Players can still create leagues of up to 125 games (6 teams playing each other 25 times) and view statistics such as League Standings and Top 10 in Average, Home Runs, Runs Batted In, Earned Run Average, Wins and Saves (a peculiar glitch occurs when viewing league leaders; the last pitcher listed on any user-created team in "View Team" does not appear in any of the Top 10 leaderboards).

==Reception==

RePlay reported Baseball Stars 2 to be the sixteenth most-popular arcade game at the time. In Japan, Game Machine listed Baseball Stars 2 on their June 1, 1992 issue as being the eighth most-successful table arcade unit of the month.

The Neo Geo version was critically acclaimed.
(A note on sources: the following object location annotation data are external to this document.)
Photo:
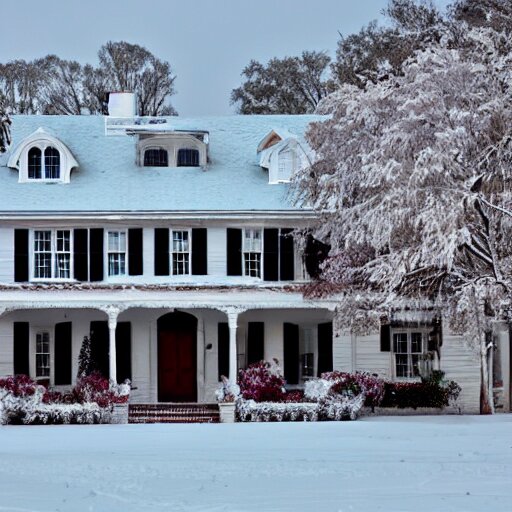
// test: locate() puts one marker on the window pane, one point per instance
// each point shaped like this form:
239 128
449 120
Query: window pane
34 164
156 158
188 158
51 164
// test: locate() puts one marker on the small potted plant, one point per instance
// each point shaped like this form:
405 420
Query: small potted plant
226 395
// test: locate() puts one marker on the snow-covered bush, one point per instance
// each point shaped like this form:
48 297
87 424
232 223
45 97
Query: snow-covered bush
228 391
262 382
23 401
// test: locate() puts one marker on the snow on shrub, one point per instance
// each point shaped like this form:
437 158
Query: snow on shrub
262 382
23 401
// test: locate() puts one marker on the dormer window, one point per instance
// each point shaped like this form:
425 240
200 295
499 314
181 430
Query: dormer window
41 157
188 158
156 157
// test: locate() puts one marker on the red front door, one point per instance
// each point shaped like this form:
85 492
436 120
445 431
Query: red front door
177 364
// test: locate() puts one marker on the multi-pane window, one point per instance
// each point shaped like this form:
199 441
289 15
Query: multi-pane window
188 158
180 252
52 254
408 347
47 168
116 245
51 163
43 354
34 164
156 157
252 247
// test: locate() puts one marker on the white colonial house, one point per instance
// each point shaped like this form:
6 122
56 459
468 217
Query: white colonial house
169 242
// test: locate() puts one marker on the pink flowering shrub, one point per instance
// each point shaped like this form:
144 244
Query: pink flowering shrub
353 384
261 382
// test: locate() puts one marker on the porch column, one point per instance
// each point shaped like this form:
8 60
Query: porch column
233 325
113 313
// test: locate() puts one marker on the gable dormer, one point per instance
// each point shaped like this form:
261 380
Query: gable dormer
42 158
283 154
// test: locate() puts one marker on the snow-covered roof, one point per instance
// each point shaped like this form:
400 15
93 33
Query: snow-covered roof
110 180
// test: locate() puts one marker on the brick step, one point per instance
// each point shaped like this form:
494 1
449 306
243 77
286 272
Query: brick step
173 413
The first issue of GameFan reviewed the Neo Geo version, with its two reviewers scoring it 99% and 97%; the former said it "is far and away the best sports game I have ever played" and the latter said the "graphics are incredibly well detailed" and "the gameplay is unparalleled". They concluded that it "has the best graphics, sound, and game play this side of ESPN".

The NES version was less popular than the original Baseball Stars was on the NES. Reasons for this included the inability to change the name of a gamer-created team or names of the players on a gamer-created team, and unimproved graphics over the original. A Nintendo Power review wrote that "Baseball Stars 2 is such a complete rehash that if you already own the original, it is not worth your money to get this game".

Review scores
| Publication | Score |
|---|---|
| GameFan | 196 / 200 |
| Player One [fr] | 92% |

== Re-releases ==
The game was included in the SNK Arcade Classics Vol. 1 compilation by SNK Playmore for PlayStation 2, PlayStation Portable and Wii, released on 2008.

The Neo Geo version was re-released for Wii by D4 Enterprise via the Virtual Console in Japan on October 30, 2007, in PAL regions on November 30, and in North America on December 10.

SNK Playmore released ports for PlayStation 3 and PlayStation Portable developed by M2 on August 25, 2011, on PlayStation Network via NEOGEO Station in Japan and North America on July 19, and in PAL regions on August 24.

A port for Linux, OS X, and Windows developed by DotEmu was released by SNK Playmore as part of the Humble NEOGEO 25th Anniversary Bundle on December 8, 2015. It was released on Steam on April 27, 2016, and on GOG.com on May 30, 2017.

Hamster Corporation re-released the game as part of their ACA Neo Geo series for the PlayStation 4, Xbox One, Nintendo Switch, Windows, Android and iOS.